I’m addicted to being on the road. Cuong and I would often argue over who gets to drive first. We were like kids riding a bicycle.


(I can’t believe I’m including this, but…. ) Soccer/Football

Soccer/Football, the one you play with your feet, is a huge deal in Asia. While we were in Vietnam, we were in the midst of a U23 international soccer competition. Vietnam supporters were very passionate about our country making it to the almost-top. I’ve never been a sports fan in my life, but I have found soccer to be the easiest to understand.

When the time and day arrives, all of Vietnam’s eyes were on the TV, no matter where they are. It’s amazing how even the people with the biggest differences all sit down and watch the same thing, cheer for the same things. If there’s anything I found out from soccer games, it’s that the Vietnamese are united and proud, not of the communist government, the the people and the country itself.


When Vietnam won the semi-final match, we all stormed the streets. Hundreds and thousands of people took their motorbike and rode through town with the flags in the air. “VIETNAM UNDEFEATED!!!” they chanted.

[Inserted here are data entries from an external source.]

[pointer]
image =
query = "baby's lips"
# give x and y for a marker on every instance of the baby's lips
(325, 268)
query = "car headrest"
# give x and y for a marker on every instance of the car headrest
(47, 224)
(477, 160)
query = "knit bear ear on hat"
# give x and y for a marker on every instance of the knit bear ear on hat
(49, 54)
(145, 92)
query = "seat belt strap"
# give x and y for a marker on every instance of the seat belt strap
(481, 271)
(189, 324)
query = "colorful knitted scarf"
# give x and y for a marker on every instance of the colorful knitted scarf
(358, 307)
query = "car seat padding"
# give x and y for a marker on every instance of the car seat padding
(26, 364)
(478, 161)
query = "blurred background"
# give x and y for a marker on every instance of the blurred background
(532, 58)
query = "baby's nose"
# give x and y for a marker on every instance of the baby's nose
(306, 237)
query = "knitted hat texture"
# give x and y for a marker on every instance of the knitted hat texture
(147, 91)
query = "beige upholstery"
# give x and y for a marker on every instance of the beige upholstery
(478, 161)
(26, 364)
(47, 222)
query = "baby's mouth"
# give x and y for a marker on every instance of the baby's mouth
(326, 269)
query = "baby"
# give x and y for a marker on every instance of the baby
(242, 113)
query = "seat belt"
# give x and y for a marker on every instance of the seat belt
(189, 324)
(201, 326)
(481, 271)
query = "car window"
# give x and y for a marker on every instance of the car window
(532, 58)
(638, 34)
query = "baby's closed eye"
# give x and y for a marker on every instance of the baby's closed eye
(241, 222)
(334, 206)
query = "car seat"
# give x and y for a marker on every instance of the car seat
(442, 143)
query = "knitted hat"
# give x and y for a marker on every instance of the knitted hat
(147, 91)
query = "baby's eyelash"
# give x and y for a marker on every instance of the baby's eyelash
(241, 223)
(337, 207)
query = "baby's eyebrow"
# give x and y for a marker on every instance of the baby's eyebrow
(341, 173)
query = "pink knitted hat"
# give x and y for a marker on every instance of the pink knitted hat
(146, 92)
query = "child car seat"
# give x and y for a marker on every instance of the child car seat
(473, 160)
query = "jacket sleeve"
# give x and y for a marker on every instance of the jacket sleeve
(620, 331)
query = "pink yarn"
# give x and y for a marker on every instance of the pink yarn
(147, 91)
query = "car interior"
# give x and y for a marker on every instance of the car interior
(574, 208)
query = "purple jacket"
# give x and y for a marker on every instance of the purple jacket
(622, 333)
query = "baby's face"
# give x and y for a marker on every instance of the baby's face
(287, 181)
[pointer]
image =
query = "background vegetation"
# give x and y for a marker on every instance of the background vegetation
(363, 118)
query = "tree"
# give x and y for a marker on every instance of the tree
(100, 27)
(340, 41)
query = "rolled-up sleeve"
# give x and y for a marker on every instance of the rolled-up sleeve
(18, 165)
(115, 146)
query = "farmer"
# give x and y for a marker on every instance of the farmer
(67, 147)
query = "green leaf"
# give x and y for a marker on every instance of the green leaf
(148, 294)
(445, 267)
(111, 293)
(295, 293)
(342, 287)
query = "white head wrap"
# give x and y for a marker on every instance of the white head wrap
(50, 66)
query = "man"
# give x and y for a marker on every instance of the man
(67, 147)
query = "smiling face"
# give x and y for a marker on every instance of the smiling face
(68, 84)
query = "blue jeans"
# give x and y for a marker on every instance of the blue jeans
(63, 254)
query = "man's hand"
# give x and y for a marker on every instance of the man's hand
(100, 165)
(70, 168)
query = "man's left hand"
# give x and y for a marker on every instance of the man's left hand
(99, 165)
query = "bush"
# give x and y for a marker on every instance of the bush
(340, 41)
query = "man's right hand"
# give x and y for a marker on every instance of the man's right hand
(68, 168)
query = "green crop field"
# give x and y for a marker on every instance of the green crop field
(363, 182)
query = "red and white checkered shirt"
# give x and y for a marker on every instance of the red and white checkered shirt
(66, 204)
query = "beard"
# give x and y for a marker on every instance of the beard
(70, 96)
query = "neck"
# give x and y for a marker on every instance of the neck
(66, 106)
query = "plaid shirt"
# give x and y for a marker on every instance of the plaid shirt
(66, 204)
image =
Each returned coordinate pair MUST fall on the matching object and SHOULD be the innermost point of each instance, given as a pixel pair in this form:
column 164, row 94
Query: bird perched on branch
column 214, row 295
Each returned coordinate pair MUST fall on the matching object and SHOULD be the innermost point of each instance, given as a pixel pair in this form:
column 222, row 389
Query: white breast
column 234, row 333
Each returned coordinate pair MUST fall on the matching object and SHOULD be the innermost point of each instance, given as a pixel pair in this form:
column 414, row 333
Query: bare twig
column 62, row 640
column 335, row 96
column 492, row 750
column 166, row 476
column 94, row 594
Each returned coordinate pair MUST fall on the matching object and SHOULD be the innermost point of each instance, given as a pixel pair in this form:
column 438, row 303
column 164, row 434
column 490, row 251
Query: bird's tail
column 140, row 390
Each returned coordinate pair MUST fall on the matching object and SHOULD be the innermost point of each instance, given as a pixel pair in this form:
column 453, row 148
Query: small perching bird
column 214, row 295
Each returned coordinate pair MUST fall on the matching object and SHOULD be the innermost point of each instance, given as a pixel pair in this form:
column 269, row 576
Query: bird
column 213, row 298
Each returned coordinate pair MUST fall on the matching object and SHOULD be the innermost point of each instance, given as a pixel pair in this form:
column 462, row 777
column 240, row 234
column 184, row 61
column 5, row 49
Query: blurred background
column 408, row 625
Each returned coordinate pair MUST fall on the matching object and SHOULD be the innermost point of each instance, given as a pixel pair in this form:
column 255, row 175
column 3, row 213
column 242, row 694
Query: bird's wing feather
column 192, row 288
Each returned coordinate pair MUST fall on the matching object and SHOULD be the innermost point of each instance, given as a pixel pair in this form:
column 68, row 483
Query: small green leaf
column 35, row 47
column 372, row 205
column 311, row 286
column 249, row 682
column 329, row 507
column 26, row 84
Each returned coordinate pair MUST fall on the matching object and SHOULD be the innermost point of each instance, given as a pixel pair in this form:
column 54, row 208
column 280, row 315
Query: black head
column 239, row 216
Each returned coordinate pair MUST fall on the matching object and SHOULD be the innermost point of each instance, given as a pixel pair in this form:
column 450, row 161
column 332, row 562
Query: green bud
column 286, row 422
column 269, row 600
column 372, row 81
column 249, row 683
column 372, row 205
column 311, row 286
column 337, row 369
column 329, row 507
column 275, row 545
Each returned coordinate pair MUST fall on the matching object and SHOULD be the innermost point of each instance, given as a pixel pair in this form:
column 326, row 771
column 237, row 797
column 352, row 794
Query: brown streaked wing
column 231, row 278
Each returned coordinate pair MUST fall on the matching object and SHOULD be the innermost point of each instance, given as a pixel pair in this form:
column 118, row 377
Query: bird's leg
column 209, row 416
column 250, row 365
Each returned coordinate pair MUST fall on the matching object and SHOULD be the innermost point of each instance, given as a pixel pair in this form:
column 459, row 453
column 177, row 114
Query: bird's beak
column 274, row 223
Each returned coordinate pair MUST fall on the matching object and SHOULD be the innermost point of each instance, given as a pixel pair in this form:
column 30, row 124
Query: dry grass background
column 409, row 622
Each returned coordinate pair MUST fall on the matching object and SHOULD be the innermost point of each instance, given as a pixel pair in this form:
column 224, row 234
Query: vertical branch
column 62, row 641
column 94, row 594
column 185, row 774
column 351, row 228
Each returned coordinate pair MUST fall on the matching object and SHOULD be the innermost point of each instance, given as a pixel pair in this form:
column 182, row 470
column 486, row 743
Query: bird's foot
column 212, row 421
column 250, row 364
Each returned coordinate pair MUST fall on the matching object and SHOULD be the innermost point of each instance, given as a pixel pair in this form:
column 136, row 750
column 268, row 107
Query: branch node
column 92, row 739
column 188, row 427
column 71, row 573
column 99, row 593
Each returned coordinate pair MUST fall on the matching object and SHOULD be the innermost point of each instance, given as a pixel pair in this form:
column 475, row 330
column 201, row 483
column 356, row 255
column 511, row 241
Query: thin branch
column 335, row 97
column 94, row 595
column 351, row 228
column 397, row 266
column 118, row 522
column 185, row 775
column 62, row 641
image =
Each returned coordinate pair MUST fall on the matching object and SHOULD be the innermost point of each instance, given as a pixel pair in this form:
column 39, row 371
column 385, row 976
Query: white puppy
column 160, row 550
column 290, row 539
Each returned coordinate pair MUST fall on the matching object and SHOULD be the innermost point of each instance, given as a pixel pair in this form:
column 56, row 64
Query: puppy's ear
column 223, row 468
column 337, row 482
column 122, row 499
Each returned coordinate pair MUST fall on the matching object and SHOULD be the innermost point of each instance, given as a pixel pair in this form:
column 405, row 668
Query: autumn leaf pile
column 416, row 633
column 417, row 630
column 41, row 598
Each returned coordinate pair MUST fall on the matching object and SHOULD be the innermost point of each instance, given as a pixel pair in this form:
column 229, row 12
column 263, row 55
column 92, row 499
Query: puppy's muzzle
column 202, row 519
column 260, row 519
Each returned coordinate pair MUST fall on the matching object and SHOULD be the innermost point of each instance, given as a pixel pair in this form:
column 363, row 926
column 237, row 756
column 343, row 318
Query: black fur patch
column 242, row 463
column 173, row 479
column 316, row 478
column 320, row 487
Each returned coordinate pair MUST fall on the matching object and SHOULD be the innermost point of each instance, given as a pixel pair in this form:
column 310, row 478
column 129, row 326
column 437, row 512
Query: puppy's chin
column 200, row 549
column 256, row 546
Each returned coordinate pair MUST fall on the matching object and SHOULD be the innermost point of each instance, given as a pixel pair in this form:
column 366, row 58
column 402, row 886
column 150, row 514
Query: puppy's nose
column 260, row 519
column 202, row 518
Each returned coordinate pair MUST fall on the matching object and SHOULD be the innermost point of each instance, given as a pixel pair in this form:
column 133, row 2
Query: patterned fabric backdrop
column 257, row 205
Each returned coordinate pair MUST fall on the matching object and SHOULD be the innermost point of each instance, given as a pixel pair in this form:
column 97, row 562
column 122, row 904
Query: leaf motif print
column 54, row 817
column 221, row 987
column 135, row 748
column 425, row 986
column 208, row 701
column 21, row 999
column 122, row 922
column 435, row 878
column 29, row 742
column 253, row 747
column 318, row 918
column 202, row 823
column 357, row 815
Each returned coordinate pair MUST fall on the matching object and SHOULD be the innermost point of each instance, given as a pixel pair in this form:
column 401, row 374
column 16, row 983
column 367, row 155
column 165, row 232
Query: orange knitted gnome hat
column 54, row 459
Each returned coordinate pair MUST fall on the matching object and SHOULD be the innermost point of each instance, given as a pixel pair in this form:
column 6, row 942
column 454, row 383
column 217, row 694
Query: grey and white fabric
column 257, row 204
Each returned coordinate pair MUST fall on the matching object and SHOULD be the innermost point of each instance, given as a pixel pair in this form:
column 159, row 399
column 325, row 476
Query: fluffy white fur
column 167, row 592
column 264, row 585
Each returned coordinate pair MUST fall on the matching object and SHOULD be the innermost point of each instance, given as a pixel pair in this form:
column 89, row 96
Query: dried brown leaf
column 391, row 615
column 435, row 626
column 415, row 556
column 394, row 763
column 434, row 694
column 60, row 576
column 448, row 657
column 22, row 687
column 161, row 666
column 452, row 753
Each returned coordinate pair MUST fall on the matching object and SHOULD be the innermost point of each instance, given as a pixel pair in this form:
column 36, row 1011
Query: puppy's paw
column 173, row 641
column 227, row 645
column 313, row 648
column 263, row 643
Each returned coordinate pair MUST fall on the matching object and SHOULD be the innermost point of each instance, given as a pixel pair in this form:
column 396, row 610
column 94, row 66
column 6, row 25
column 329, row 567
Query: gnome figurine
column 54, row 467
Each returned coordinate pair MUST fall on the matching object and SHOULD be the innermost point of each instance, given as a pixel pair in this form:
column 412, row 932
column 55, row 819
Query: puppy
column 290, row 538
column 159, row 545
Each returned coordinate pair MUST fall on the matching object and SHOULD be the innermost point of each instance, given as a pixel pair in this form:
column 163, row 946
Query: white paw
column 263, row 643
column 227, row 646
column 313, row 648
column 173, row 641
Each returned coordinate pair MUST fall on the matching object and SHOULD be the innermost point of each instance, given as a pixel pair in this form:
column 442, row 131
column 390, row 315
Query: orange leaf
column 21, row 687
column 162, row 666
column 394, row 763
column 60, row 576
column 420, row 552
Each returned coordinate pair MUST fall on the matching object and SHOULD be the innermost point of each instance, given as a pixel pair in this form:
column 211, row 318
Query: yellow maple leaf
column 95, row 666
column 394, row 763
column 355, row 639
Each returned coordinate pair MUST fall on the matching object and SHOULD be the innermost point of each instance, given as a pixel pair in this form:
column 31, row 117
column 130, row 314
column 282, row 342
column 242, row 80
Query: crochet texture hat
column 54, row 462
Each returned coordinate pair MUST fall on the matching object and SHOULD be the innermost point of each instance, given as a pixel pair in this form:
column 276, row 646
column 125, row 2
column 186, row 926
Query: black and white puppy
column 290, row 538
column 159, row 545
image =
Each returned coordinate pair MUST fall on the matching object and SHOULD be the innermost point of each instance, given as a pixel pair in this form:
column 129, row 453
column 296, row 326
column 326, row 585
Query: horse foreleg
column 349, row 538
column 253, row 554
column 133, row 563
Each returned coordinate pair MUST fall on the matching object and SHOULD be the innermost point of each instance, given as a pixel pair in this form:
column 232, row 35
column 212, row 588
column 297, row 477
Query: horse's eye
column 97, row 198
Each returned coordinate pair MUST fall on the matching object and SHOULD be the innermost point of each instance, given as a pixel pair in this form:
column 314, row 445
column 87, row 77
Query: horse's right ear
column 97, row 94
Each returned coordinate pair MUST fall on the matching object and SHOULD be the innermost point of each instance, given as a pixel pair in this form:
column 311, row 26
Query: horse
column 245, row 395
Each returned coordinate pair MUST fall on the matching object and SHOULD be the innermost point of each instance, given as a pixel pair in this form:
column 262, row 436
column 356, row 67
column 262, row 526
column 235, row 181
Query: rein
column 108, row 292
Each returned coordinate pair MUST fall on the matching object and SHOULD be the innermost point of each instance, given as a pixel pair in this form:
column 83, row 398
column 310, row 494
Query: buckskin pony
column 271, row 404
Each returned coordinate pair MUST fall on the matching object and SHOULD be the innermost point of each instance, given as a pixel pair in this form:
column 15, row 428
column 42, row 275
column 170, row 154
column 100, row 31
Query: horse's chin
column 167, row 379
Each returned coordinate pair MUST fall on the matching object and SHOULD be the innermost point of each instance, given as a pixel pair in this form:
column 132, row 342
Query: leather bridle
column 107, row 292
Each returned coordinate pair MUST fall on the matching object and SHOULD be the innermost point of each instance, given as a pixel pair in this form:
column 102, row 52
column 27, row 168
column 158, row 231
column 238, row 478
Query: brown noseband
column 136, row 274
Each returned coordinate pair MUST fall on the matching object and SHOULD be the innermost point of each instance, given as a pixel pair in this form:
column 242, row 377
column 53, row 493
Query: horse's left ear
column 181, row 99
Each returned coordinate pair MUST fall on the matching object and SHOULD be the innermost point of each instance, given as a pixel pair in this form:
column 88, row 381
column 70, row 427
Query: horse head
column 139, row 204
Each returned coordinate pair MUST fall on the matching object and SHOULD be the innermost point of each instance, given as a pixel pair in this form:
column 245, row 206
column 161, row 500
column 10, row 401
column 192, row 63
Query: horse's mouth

Enjoy Tet Celebration in Its Entirety

Something I got to do differently this year was take part in the searching and buying of flowers. We had a seven foot tall lime tree sitting in the back of our motorbike while one person drives and one person holds it up. The vase took 5 people to carry, and was huge! When in Rome, am I right?

Another favorite new experience of mine is cooking the traditional Banh Tet! We spent over 7 hours cooking outside with wood fire to completely cook a giant pot of banh tet. I wrote about the entire experience here!

Family and Communities

When my parents fled Vietnam in the 1990s, they had left behind their entire family. We’ve been back as a family a total of 3 times in 20+ years. I did not meet my extended family until I was a teenager. When I came back, I feel like a part of me was missing, because, well… they’re like family to me. Now, whenever I have problems with my parents, I can’t come running to my aunts for safehaven or advice anymore. Now, I have to deal with my issues like the adult that I am. /sigh.


See, Vietnamese people have a very special and close-knit bond with each other. Families live near one another and children often live with their parents in their old age. Neighbors come to one another’s house to play board games, eat, cook, party, and especially gossip on a day to day basis.

Way of Life

Vietnam is so different from the United States in so many different ways. Some for the better, and some for the worse. Cuong and I often mention how we were able to freely make decision in Vietnam.

Children wander around on their blocks and ride their bikes out to the beach (up to 3 miles from home).

We like living a minimalist lifestyle.

Vietnam is truly beauty in chaos. It’s hectic, it’s loud, it’s dirty, but it’s endearing. I’ve never felt so much at home. I understand everyone and everything, and can feel where my roots are.